Publie le samedi 13 mars 2004 par Open-Publishing


De Cédric Gouverneur (Monde diplomatique)

Lire :
Un quart de siècle d’ETA


Au Pays basque espagnol, la lutte contre ETA dérape. A la mi-mars 2003,
la justice espagnole a interdit Batasuna, l’aile politique du groupe armé,
sous l’accusation de collusion avec celui-ci. Un mois auparavant, pour
le même motif, elle avait fermé « Egunkaria », seul
quotidien intégralement en langue basque. A la terreur que fait régner
ETA s’ajoute une répression liberticide, éloignant toute
perspective de dialogue. Dans la droite ligne du combat que le premier ministre
espagnol José Maria Aznar prétend mener contre le terrorisme.

« La première priorité d’une démocratie est
de protéger la vie humaine », estime M. Ramon Mugica. Cet avocat
de Bilbao était deuxième sur la liste du Parti populaire (PP,
droite) aux élections municipales de 1995. Ce qui lui a valu de figurer
sur une autre liste : celle des cibles d’ETA (1). « Dans une démocratie,
renchérit M. Hector Portero, jeune conseiller municipal PP de Bilbao
menacé de mort, les partis politiques doivent respecter les règles
du système démocratique. Ce qui est loin d’être le
cas de Batasuna. »

Le 17 mars 2003, le Tribunal suprême espagnol a déclaré hors
la loi la coalition indépendantiste, en se fondant sur une loi de juin
2002 interdisant tout parti qui refuse de « condamner le terrorisme ».
Une mesure d’exception : Londres n’a jamais interdit le Sinn Fein,
bras politique de l’Armée républicaine irlandaise (IRA),
et la Cour constitutionnelle de Karlsruhe a renoncé à proscrire
le parti néonazi NPD. Seule la Turquie a décrété l’interdiction
du Refah (islamiste) et du Hadep (kurde).
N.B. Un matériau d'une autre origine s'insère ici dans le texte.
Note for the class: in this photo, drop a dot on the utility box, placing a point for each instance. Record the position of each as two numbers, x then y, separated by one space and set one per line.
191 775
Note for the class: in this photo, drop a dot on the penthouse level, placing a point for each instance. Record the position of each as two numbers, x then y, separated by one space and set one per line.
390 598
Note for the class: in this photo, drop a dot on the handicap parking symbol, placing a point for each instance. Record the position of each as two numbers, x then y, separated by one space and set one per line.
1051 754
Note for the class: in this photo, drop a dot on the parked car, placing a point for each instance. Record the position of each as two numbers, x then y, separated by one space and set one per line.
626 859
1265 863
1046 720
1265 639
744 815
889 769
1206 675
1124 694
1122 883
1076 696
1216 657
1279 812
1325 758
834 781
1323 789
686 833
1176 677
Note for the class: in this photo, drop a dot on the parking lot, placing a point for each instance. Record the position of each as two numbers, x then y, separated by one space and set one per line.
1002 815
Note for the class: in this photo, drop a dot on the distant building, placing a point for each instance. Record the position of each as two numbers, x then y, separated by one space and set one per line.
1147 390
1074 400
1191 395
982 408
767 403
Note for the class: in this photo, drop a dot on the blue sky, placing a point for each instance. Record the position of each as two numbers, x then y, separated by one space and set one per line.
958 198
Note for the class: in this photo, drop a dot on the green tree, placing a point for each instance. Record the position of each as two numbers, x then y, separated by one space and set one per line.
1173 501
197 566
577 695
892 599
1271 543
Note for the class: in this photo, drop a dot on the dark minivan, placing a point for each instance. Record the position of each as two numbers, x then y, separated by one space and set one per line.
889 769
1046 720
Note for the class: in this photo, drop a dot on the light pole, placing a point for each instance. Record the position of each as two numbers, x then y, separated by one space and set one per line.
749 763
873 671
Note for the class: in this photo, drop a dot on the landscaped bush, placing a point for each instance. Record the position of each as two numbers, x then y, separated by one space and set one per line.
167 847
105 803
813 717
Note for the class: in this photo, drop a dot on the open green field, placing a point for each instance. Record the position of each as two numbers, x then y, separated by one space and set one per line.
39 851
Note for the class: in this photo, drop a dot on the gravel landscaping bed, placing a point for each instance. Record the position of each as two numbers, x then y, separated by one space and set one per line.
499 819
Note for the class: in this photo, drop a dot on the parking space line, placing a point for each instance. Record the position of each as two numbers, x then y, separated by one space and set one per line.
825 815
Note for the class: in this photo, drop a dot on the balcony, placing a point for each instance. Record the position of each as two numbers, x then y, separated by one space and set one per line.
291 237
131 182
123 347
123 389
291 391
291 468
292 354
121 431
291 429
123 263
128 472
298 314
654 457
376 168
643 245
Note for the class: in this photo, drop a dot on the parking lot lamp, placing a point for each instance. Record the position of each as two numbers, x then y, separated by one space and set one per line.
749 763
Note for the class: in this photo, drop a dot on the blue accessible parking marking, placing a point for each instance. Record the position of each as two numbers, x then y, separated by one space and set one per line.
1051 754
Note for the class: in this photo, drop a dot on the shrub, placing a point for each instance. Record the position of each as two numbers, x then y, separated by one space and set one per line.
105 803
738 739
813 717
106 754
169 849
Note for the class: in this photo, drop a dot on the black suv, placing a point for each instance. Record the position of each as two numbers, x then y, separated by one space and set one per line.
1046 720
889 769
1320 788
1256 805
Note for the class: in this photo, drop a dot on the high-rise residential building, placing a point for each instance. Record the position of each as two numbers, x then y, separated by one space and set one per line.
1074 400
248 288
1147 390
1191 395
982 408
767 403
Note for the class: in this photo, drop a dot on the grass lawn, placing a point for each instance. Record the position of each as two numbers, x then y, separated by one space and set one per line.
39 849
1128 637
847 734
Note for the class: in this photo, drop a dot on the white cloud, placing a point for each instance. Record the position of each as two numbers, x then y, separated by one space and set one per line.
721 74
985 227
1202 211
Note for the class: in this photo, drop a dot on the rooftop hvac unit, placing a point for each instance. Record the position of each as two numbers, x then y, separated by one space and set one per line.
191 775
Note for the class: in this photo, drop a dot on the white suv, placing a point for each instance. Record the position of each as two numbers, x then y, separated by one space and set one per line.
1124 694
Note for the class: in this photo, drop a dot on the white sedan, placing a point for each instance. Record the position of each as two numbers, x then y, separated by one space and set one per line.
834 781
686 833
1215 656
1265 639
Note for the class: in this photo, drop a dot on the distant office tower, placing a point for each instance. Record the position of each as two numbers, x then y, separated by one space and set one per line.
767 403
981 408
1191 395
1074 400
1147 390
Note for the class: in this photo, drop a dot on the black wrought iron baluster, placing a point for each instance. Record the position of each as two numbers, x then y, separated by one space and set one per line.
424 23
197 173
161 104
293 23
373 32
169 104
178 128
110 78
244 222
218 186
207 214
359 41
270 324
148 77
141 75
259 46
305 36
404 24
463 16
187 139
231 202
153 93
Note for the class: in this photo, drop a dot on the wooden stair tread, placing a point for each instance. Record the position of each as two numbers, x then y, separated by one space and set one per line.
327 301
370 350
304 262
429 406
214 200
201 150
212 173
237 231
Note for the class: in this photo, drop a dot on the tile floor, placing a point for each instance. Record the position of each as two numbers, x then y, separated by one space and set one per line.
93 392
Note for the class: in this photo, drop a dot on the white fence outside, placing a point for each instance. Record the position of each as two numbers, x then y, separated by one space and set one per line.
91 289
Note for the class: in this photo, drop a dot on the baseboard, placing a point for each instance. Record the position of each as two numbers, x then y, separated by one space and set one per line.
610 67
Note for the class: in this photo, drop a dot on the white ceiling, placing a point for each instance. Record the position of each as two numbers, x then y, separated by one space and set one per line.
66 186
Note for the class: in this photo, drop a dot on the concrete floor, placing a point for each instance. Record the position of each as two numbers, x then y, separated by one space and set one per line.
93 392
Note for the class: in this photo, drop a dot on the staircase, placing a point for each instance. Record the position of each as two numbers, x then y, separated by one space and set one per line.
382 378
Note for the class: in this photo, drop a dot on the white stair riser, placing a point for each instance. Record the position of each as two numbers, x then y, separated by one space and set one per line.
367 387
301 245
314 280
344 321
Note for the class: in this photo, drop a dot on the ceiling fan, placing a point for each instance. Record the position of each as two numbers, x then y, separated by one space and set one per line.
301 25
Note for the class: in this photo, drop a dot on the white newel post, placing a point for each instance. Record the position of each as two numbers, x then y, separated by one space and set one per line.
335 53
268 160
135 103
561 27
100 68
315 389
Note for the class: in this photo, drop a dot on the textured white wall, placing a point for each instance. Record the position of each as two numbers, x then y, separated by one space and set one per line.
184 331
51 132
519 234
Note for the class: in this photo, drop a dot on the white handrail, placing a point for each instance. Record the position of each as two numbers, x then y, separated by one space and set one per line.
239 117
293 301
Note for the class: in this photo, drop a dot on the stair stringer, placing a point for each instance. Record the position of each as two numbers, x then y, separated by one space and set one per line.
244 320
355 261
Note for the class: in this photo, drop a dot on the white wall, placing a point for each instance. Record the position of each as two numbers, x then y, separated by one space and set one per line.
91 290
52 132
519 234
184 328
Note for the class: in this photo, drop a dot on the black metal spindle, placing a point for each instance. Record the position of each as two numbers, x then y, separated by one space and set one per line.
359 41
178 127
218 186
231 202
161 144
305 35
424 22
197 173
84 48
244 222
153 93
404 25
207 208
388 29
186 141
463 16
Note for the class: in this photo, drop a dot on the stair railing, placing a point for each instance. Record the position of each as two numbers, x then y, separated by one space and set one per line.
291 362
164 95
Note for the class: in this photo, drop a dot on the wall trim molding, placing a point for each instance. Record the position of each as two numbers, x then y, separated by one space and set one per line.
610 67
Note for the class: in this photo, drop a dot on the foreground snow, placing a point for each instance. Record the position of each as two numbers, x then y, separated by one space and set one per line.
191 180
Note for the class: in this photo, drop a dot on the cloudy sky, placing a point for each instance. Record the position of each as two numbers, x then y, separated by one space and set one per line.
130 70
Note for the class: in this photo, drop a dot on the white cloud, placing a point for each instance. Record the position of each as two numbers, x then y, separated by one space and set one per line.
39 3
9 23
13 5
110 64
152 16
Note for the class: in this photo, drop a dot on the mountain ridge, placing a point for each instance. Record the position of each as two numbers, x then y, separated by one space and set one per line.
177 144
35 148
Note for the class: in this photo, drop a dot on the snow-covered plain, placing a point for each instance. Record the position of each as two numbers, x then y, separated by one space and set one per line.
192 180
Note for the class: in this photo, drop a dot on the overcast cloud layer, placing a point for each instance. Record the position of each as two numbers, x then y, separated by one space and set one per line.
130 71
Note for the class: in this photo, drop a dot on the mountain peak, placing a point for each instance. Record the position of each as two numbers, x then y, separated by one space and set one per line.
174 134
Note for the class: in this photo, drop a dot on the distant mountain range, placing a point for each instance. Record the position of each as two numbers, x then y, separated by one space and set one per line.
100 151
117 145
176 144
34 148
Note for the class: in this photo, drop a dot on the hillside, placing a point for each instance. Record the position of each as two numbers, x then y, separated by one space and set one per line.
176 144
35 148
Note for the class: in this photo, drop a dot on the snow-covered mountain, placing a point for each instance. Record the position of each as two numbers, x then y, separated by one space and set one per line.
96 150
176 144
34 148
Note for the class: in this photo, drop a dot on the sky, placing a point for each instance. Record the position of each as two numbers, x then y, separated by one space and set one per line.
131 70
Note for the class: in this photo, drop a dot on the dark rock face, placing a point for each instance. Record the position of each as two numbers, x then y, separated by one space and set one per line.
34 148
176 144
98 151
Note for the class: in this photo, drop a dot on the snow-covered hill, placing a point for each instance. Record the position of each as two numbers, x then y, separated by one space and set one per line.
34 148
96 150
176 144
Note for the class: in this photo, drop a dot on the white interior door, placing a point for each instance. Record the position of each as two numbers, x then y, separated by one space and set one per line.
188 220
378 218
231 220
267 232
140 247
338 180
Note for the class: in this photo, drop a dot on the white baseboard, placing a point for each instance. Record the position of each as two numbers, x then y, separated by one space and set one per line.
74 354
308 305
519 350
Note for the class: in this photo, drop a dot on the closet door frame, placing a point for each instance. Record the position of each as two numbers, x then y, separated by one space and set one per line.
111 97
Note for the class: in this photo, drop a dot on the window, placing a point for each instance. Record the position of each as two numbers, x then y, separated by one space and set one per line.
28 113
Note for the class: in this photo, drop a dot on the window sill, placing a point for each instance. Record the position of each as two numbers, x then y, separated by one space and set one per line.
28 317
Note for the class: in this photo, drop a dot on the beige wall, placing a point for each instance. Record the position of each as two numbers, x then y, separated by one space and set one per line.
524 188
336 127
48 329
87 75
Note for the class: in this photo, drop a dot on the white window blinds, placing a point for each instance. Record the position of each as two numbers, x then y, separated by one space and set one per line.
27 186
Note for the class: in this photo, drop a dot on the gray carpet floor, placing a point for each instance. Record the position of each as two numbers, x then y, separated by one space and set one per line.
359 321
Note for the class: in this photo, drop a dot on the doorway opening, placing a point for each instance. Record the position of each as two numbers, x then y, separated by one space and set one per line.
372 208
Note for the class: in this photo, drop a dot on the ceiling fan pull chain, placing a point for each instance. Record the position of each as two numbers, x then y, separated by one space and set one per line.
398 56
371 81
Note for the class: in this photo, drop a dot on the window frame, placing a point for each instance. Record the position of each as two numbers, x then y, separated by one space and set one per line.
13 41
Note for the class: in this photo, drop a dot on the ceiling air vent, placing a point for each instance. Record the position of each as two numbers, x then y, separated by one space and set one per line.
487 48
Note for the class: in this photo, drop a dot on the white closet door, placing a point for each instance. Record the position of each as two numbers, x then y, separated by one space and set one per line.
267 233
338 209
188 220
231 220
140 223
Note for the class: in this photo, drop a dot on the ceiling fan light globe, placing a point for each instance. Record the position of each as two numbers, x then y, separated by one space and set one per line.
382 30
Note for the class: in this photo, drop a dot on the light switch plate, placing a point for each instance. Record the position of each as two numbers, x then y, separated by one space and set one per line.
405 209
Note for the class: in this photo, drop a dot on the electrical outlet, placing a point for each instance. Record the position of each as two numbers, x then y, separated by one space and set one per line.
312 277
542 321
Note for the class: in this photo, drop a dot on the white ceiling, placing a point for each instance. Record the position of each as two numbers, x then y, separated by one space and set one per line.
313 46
Créée en 1978, la vitrine politique d’ETA a changé trois
fois de nom en vingt ans. Cette fois, Madrid assure qu’elle ne pourra
pas concourir aux élections municipales du 25 mai, malgré la
création d’un nouvel ersatz nommé AuB. Batasuna, avec sept
députés au parlement de la communauté autonome du Pays
basque (CAPV), représente 10 % de l’électorat et contrôle
62 mairies en Euzkadi et en Navarre. Son interdiction légale se double
de mesures judiciaires prises par le juge Baltasar Garzon afin - comme aurait
dit Mao Zedong - de vider l’eau dans laquelle évolue le « poisson » ETA
 : mise sous séquestre des locaux de Batasuna, saisie de ses comptes
bancaires, fermeture de ses sites Internet, interdiction de son organisation
de jeunesse (Segi), des associations de soutien aux détenus etarras,
des manifestations faisant référence au parti... Le magistrat
demande de plus à Batasuna 24 millions d’euros en dédommagement
des violences urbaines commises par les jeunes de Segi.
Des relents de franquisme

Le contexte de l’après-11 septembre 2001 favorise cette offensive
 : dans toutes les démocraties occidentales, la simpliste « guerre
contre le terrorisme » sert de prétexte à la restriction
des libertés, du bagne de Guantanamo à l’extradition vers
l’Italie des anciens des Brigades rouges réfugiés en France
(2). Le premier ministre, M. José Maria Aznar, s’aligne d’ailleurs
sur le Pentagone dans le dossier irakien - au grand dam de l’opinion
publique - et multiplie les comparaisons stériles entre ETA et Al- Qaida.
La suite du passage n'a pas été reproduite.